Mixed media video installation with projections
Room size

in the exhibition On Dry Land
curated by Ravit Harari
Negev Museum
Be-er Sheva, Israel
February 13 - May 10, 2014

Desert Hideaway explores the idea of desert border locations and the gray areas of those places. Borders represent several different things. They are highly charged areas of contention, with disputes over who gets to come and stay and where the actual border lines exist. On another level, the borders are where people on the edge are often found: drifters waiting for their chance to cross the line, people who are lost in life, and those
who travel across borders every day to make money, either legitimately or in some other fashion.

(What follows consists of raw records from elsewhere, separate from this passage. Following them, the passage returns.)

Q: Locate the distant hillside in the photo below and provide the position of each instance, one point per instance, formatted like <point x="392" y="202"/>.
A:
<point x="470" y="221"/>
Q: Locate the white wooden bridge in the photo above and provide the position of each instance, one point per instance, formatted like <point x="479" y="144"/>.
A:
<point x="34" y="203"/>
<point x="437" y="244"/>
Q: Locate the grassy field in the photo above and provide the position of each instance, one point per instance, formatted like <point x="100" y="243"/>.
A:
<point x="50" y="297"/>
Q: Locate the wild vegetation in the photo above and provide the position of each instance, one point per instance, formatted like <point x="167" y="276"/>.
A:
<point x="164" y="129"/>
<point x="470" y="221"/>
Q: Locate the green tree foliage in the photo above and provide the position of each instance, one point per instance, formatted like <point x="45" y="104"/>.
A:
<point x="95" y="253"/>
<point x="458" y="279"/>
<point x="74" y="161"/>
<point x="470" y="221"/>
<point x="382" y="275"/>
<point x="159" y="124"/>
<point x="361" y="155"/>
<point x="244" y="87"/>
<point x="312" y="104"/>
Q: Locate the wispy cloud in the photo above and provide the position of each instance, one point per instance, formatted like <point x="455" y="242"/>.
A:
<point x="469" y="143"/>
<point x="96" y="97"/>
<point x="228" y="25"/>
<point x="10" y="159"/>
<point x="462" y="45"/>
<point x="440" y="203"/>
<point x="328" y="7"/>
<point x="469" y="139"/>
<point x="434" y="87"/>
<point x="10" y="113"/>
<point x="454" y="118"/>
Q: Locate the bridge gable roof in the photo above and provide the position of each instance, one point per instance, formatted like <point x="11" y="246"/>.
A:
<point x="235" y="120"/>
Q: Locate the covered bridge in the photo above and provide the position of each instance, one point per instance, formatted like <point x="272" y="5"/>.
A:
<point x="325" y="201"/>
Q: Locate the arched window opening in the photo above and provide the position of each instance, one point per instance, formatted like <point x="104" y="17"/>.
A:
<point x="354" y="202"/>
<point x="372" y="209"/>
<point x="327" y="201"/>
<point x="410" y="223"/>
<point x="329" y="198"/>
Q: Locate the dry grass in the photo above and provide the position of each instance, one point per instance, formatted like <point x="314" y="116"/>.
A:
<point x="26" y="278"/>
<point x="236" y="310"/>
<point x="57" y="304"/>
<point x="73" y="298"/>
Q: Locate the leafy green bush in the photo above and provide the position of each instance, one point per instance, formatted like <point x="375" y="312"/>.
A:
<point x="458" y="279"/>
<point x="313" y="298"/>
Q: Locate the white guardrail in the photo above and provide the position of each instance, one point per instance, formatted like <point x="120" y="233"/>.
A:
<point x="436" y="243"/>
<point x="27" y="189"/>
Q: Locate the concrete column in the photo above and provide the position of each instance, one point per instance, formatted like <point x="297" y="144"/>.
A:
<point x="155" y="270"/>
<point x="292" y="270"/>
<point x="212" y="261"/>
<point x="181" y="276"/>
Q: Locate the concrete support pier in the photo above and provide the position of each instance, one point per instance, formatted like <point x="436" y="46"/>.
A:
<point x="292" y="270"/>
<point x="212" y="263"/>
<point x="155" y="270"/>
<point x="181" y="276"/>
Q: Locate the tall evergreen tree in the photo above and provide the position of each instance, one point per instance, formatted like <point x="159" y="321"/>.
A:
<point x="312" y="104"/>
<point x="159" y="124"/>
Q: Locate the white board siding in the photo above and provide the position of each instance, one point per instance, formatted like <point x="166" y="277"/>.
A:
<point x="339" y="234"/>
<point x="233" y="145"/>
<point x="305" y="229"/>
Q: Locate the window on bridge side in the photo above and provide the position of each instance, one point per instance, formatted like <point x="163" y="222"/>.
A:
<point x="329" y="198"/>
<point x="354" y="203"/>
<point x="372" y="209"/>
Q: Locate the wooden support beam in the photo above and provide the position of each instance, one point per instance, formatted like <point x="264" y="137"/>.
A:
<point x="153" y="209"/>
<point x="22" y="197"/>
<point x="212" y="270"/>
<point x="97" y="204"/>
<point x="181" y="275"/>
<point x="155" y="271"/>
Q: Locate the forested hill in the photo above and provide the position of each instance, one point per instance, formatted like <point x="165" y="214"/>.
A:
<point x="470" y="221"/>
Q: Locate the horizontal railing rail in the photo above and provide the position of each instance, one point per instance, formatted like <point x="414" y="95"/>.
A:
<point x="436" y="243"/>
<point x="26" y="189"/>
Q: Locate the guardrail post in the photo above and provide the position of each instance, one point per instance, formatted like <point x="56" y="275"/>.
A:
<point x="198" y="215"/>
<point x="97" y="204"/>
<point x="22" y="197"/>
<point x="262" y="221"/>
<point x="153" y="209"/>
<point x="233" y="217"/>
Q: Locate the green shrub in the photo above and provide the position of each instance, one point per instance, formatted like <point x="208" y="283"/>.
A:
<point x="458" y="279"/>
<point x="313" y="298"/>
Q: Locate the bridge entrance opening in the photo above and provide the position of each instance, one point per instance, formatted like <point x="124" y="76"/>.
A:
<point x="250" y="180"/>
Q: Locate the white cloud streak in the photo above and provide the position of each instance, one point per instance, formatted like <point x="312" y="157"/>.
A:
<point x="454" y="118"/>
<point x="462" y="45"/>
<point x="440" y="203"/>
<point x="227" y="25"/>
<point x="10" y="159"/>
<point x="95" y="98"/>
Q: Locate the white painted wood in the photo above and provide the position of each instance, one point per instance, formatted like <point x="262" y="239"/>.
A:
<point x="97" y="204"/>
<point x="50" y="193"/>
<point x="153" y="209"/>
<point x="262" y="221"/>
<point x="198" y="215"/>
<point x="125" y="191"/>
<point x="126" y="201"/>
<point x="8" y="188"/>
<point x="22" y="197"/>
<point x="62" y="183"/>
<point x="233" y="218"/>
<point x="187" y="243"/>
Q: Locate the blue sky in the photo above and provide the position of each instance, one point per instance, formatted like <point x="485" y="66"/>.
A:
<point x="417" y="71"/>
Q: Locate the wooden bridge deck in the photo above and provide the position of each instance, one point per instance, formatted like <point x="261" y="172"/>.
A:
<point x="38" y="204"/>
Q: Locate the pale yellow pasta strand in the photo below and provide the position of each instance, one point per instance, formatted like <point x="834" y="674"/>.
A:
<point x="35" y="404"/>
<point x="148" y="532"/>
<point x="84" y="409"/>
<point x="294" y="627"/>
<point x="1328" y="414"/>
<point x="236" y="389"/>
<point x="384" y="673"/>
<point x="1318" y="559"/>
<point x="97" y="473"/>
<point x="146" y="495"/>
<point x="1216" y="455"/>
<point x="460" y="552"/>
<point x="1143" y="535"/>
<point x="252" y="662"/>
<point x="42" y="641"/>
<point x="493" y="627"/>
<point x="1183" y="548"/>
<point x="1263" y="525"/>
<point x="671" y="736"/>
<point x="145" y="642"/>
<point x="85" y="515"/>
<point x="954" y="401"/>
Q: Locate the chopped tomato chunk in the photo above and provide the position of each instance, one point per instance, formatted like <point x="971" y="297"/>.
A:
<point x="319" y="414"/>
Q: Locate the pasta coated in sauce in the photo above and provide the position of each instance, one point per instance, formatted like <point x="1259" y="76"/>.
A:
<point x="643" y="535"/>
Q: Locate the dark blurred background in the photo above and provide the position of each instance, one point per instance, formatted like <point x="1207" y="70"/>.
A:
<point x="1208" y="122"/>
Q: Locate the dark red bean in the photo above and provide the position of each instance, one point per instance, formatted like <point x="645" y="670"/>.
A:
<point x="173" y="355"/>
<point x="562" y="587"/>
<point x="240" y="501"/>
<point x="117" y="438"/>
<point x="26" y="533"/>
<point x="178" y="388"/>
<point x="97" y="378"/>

Besides the political and social aspects of border towns, there is also a romantic notion of these places. During the day, hot sun drenches the sand and the asphalt on the lone highway turns sticky from the heat. The few people who are traveling through or live in these parts stay indoors when they can, swamp coolers straining to pump some cool humid air into small darkened rooms, with shades drawn and tvs playing infomercials, soap operas, and telenovelas. As the sun goes down, windows and doors open, life begins, and beneath the crimson sunset, things happen. A couple steal away out behind the motel for a late night tryst, the bar gets going with music from the jukebox and too many beers sold and spilled, a driver pulls his still-running car from the 1970’s off on a dirt side road to do something we shouldn’t know about… The border police chase down interlopers, and rattlesnakes and coyotes saunter and slither out of their cool dark places, looking for their next meal. The edges of society, whether it be a border of a country, town, or even ideas, mingle in an interesting sociological melting pot of different characters and personalities.